The R2RML mappings are RDF graphs and written down in Turtle syntax. The SMS mappings can be translated to R2RML automatically. The following is the R2RML representation of the
prefix rr: <http://www.w3.org/ns/r2rml#>
prefix : <http://stardog.com/tutorial/>
prefix sm: <tag:stardog:api:mapping:>
:AlbumMapping
a rr:TriplesMap ;
rr:subjectMap [
rr:template "http://stardog.com/tutorial/Album{id}" ;
rr:class :Album
] ;
rr:predicateObjectMap [
rr:predicate :name ;
rr:objectMap [ rr:column "name" ]
] ;
rr:predicateObjectMap [
rr:predicate :date ;
rr:objectMap [ rr:column "release_date" ]
] ;
rr:predicateObjectMap [
rr:predicate :artist ;
rr:objectMap [ rr:template "http://stardog.com/tutorial/Artist{artist}" ]
] ;
rr:logicalTable [ rr:tableName "Album" ] .

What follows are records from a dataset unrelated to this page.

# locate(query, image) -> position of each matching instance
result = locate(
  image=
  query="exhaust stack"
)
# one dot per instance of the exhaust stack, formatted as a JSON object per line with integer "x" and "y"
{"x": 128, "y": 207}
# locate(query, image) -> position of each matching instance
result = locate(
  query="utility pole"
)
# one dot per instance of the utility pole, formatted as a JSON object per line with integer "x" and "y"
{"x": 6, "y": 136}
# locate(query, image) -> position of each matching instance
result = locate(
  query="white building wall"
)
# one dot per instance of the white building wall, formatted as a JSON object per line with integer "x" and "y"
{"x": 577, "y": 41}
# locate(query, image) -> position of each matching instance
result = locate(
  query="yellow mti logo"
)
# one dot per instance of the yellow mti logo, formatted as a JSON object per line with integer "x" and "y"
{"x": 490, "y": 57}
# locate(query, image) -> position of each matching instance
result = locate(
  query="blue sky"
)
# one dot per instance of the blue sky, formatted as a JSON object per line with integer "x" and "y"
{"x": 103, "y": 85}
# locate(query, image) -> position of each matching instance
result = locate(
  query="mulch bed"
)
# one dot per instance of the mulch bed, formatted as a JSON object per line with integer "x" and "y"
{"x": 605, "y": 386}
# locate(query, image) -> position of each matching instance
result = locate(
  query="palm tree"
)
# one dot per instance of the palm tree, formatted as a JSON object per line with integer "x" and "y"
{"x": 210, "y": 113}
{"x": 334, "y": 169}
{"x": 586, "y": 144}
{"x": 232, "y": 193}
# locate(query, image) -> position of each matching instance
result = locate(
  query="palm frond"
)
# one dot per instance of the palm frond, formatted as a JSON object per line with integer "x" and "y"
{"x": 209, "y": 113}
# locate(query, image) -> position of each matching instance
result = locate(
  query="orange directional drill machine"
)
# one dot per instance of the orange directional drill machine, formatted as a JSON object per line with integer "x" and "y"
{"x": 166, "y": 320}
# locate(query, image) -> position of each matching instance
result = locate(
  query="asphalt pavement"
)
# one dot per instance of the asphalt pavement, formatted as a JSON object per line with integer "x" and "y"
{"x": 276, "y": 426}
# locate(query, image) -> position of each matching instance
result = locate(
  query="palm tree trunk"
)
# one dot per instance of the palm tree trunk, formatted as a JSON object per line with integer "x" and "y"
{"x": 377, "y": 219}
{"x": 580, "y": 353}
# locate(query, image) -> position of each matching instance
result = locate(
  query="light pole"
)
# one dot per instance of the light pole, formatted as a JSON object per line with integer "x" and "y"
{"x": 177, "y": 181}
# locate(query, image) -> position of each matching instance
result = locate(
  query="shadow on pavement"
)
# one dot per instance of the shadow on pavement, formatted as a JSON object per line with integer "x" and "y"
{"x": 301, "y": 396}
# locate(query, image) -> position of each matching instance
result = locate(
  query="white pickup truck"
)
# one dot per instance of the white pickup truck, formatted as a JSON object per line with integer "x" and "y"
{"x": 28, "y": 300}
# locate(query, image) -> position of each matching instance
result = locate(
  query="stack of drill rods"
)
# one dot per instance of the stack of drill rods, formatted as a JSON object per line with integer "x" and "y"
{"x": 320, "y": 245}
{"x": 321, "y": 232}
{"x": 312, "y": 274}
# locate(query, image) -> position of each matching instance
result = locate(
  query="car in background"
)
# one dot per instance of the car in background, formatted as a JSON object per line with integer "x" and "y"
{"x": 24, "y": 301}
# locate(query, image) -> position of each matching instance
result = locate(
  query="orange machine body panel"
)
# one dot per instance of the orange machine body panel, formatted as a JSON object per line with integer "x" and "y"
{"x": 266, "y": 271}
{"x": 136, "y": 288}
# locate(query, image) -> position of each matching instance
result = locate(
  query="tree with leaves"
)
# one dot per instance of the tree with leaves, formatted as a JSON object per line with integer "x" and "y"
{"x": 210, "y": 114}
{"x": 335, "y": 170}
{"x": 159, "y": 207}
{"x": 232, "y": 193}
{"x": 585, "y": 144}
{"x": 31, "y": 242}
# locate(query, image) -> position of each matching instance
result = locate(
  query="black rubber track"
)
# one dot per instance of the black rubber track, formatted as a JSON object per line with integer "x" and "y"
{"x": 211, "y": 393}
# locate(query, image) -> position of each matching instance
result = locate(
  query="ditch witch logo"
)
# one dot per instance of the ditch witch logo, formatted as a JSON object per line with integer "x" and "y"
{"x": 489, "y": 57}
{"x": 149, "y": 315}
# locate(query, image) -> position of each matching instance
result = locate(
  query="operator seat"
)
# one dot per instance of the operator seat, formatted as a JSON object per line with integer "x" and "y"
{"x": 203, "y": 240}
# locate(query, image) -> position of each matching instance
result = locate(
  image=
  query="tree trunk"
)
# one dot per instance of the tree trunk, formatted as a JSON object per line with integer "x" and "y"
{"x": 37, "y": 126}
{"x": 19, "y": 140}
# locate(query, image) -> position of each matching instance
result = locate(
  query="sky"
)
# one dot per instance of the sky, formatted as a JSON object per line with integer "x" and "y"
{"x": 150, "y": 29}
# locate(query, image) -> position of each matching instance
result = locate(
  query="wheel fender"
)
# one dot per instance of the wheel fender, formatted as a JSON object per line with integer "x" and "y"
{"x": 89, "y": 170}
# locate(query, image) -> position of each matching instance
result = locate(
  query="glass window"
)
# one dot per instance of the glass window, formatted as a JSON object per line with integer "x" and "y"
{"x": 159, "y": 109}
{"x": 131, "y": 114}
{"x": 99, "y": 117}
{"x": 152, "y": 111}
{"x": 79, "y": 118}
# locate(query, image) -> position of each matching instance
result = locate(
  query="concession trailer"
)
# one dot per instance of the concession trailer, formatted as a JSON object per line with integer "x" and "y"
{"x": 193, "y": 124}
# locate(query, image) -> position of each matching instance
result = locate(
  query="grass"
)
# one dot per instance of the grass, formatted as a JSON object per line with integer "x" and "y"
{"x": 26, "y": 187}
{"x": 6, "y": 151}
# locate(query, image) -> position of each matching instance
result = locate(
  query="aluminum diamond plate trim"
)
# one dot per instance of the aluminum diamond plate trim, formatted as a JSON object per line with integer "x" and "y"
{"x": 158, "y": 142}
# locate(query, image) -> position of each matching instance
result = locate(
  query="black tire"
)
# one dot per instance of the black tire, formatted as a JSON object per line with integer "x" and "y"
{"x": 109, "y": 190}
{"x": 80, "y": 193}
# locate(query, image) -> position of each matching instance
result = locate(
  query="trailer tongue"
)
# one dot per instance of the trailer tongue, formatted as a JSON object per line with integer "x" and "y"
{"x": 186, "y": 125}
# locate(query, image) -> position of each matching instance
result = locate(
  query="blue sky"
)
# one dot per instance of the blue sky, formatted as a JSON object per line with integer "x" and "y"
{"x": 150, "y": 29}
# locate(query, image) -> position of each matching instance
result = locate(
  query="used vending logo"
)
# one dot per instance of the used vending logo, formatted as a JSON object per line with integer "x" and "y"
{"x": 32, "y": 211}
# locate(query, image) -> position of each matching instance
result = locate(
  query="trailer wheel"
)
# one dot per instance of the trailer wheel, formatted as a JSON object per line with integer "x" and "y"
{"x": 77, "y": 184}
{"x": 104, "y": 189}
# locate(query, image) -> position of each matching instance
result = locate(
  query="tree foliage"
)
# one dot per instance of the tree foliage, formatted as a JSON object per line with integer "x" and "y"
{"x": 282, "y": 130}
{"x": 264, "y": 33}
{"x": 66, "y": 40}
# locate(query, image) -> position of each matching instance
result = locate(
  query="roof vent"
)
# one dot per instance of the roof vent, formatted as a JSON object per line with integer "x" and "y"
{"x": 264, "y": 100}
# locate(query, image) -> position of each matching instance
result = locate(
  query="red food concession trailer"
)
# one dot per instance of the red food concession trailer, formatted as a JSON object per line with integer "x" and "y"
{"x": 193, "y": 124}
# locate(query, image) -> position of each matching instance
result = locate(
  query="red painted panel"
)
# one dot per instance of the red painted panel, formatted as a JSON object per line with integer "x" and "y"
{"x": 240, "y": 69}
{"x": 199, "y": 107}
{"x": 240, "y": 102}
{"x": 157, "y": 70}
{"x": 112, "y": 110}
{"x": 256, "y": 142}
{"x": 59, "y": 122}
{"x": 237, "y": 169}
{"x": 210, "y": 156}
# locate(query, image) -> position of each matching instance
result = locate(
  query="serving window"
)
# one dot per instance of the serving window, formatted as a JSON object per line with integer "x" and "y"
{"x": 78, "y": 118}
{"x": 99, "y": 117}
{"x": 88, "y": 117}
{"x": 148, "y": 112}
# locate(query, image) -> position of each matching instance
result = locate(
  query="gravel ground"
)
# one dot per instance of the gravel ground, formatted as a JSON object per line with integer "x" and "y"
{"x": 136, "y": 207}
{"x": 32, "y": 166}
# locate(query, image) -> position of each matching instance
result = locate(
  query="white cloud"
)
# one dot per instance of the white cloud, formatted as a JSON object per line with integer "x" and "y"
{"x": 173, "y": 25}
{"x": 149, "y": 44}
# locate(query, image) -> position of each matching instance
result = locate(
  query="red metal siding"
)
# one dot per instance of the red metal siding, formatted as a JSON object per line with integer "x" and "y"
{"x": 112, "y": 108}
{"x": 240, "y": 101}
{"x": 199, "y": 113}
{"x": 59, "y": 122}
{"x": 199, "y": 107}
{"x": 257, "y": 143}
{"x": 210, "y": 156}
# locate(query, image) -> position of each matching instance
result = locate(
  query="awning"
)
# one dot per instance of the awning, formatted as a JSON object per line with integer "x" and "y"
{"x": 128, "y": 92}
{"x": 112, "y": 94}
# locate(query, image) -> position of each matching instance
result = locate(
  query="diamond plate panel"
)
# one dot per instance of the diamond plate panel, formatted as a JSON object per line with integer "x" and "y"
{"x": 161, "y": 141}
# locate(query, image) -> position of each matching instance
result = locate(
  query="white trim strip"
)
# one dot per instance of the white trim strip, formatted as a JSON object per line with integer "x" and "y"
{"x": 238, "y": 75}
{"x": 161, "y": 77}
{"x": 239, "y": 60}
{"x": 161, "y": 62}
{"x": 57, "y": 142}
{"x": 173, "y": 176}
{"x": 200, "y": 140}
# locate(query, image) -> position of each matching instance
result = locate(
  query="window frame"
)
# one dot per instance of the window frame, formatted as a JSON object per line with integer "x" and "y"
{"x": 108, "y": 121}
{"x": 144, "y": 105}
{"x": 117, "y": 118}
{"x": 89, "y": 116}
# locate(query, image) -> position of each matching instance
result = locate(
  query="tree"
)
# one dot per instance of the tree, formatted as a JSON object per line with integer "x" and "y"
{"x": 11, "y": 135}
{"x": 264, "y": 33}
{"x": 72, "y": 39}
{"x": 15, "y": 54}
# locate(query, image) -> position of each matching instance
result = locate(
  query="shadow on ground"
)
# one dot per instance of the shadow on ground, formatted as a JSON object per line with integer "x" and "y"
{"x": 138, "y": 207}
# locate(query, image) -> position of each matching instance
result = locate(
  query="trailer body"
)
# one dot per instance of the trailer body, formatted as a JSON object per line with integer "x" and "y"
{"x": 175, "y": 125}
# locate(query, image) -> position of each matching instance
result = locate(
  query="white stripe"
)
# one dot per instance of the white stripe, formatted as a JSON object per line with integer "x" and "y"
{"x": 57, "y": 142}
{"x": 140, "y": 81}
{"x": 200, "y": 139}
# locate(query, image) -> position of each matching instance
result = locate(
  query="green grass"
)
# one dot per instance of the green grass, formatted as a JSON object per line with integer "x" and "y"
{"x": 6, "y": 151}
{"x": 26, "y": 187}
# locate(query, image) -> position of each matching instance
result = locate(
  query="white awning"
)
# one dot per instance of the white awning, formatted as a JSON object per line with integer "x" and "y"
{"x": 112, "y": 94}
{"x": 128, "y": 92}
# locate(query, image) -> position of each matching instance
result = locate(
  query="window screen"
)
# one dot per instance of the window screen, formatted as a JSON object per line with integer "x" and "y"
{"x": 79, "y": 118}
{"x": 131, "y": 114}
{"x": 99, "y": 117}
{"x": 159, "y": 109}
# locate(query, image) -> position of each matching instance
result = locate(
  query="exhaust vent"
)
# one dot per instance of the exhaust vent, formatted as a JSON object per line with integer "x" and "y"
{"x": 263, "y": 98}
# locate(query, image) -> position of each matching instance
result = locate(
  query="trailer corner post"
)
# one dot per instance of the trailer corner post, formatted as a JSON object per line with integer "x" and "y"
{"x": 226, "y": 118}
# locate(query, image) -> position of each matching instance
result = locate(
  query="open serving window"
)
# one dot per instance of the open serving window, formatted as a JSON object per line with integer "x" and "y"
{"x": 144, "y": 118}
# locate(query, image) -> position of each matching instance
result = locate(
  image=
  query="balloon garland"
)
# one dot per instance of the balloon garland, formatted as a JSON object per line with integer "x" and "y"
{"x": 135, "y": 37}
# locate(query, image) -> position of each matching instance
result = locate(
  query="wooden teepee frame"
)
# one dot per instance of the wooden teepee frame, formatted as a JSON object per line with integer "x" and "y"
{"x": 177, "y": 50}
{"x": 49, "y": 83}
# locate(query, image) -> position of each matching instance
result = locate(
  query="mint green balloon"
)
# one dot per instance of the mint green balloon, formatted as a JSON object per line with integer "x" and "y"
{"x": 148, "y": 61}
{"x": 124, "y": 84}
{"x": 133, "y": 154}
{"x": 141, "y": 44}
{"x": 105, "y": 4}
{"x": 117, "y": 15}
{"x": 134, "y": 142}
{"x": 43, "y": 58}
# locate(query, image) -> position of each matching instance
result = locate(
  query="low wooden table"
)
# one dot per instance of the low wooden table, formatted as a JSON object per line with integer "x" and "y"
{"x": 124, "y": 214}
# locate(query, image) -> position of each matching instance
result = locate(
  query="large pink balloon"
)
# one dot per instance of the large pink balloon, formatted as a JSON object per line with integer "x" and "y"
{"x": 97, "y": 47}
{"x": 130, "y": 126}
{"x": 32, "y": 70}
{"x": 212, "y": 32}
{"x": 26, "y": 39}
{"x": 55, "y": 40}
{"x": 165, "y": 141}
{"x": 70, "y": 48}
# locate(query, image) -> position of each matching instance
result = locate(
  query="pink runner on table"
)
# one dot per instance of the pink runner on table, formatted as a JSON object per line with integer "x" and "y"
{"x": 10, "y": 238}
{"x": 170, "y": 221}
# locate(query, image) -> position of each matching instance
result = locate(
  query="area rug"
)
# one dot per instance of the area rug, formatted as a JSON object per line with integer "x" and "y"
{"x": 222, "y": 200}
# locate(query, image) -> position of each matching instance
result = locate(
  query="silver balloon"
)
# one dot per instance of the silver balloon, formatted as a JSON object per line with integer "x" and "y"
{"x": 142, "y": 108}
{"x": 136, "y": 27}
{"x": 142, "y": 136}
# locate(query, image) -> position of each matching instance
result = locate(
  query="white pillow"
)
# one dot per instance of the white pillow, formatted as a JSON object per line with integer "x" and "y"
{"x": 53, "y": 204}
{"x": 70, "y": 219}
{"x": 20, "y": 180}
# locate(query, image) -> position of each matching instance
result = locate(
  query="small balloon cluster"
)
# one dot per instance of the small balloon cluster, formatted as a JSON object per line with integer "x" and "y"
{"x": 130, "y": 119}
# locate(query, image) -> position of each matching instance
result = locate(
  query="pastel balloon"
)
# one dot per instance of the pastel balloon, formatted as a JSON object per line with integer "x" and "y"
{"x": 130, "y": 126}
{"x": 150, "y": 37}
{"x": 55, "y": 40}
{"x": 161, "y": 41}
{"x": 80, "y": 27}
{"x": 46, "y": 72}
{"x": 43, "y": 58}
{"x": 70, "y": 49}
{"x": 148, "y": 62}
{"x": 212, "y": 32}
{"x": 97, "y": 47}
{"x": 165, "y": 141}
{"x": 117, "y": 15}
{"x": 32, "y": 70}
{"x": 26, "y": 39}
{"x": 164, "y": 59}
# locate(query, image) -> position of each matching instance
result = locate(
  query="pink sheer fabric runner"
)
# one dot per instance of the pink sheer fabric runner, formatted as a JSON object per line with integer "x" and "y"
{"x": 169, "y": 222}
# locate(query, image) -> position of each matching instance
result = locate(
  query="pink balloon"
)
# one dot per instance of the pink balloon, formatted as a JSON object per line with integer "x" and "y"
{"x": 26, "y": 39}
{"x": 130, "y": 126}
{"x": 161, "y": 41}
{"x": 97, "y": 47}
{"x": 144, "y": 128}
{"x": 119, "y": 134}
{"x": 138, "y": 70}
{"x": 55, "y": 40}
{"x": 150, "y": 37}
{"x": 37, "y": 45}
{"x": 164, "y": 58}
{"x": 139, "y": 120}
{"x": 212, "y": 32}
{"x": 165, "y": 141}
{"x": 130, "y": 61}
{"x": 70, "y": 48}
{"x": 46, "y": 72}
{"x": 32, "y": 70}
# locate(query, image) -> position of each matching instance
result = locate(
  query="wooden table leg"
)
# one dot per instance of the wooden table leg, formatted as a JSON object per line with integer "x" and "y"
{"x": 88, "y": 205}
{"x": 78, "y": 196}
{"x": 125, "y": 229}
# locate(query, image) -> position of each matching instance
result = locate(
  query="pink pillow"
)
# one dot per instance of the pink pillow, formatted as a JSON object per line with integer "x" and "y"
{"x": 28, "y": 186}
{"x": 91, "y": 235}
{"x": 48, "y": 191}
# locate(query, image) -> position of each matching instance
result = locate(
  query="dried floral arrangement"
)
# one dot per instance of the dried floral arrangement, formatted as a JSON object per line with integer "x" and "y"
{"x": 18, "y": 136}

In R2RML there is an explicit RDF node typed as a rr:TriplesMap
for each triples map. Each triples map has exactly one rr:subjectMap
providing the IRI template for the subject and optionally a rr:class
triple specifying the type of the mapped node. In R2RML, there is a rr:predicateObjectMap
triple that corresponds to each triple in SMS.
Full mappings in R2RML syntax is in the tutorials github repository. More information about R2RML syntax can be found in the R2RML specification.